Ein Artikel des Ökonomen Richard Tol über die Höhe der nötigen Carbon Tax, basierend auf der EMF 22 Studie, kommt zu folgenden Schlüssen bezüglich der nötigen Höhe der CO2-Steuer um ein bestimtes CO2-Ziel zu erreichen:
– Ein 450 ppm CO2-Ziel erfordert eine Steuer von $149/Tonne CO2e
– Ein 550 ppm CO2-Ziel erfordert eine Steuer von $29/Tonne CO2e
– Ein 650 ppm CO2-Ziel erfordert eine Steuer von $6/Tonne CO2e
Die Steuern wären überall gleich hoch und steigen jährlich 0.6% wobei die obigen Betäge die initialen Steuerbeträge sind.

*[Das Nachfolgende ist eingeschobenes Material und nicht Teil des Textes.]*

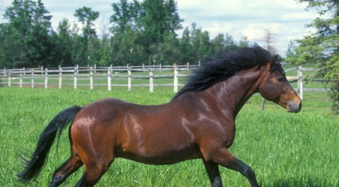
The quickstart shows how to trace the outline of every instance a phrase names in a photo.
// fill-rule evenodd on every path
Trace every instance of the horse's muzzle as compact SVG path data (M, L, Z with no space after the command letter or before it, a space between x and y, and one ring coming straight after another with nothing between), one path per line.
M301 109L301 101L290 102L287 103L287 112L298 113Z

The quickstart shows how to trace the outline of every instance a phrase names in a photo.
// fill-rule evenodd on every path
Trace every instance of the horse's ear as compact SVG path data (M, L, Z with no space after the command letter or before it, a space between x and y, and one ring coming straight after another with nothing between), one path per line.
M278 57L279 56L279 54L276 54L274 55L272 59L271 59L271 63L274 63L277 62L277 60L278 60Z

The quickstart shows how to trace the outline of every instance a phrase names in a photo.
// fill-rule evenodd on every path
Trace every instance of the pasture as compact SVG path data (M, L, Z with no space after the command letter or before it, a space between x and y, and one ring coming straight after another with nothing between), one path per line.
M18 149L33 151L38 136L59 111L71 105L84 105L113 97L143 104L169 101L172 88L117 88L94 90L71 88L0 88L0 186L47 186L54 170L69 156L65 131L58 153L55 144L42 172L36 180L23 184L15 174L21 171ZM326 93L305 92L298 114L267 102L260 110L262 98L255 94L237 116L235 139L230 150L256 172L263 187L339 187L339 119L331 116ZM225 186L249 187L237 172L219 167ZM83 167L62 187L74 186ZM209 187L201 160L154 166L122 158L115 159L96 187Z

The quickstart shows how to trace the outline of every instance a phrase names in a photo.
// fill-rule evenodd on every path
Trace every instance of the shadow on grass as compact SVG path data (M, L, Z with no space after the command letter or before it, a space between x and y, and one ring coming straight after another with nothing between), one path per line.
M290 180L277 180L273 182L271 185L262 185L261 186L272 187L339 187L339 183L335 183L334 181L329 181L326 179L305 179L298 180L291 179Z

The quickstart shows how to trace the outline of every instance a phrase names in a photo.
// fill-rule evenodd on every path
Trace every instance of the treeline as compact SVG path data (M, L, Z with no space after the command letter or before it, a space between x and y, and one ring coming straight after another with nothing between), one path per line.
M99 37L93 23L99 14L90 8L75 11L81 30L65 18L55 31L41 0L14 0L3 15L8 22L0 24L0 68L196 64L248 45L245 36L239 41L227 34L210 38L194 23L178 36L183 19L173 0L120 0L111 6L113 26L102 26Z

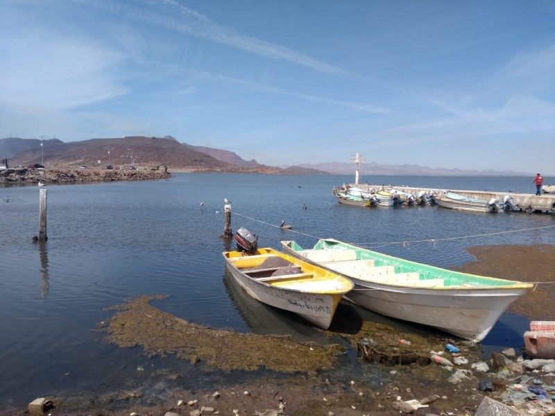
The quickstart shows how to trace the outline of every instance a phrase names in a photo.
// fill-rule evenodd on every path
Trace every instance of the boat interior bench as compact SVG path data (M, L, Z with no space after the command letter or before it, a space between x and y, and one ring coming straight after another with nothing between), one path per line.
M373 260L345 260L345 261L321 261L321 265L334 272L355 277L362 277L369 268L375 267Z
M356 260L357 252L354 250L305 250L299 254L312 261L345 261Z
M387 279L395 275L395 267L393 266L376 266L371 268L366 269L364 274L360 276L361 279L368 278L369 279Z
M278 280L293 280L296 279L306 279L314 277L313 273L295 273L294 275L281 275L280 276L268 276L267 277L256 277L258 281L274 281Z

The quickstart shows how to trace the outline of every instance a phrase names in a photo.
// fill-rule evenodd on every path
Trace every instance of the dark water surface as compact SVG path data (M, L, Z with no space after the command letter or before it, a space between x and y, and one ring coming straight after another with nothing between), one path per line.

Um das 450 ppm CO2-Ziel zu erreichen müssten China, Indien und Russland so hohe CO2-Steuern einziehen, dass diese den heutigen Steuerumfang übersteigen würden, selbst wenn jede andere Besteuerung gestrichen würde. In den USA würden 2/3 der Taxeinkünfte von der CO2-Steuer kommen.
Richard Tols Kommentar dazu: „Das ist kaum durchsetzbar und wäre auch unklug, denn Steuerexperten stimmen darin überein, dass die Steuerbasis aus verschiedenen Quellen kommen sollte.“
Selbst das 550 ppm-Ziel hätte für China und Indien gewaltige Konsequenzen, denn China müsste 100% seines Steuereinkommens von der CO2-Taxe beziehen und Indien 2/3 seiner Steuereinkünfte.

Fazit:
– Mit einer CO2-Steuer kann das 450 ppm-Ziel nicht mehr erreicht werden
– Auch das 550 ppm-Ziel ist kaum erreichbar, vor allem wegen den Belastungen in den Schwellenländern China und Indien
– Die obigen Zahlen wurden aufgrund einer Extrapolation der heutigen CO2-Vermeidungstechniken errechnet.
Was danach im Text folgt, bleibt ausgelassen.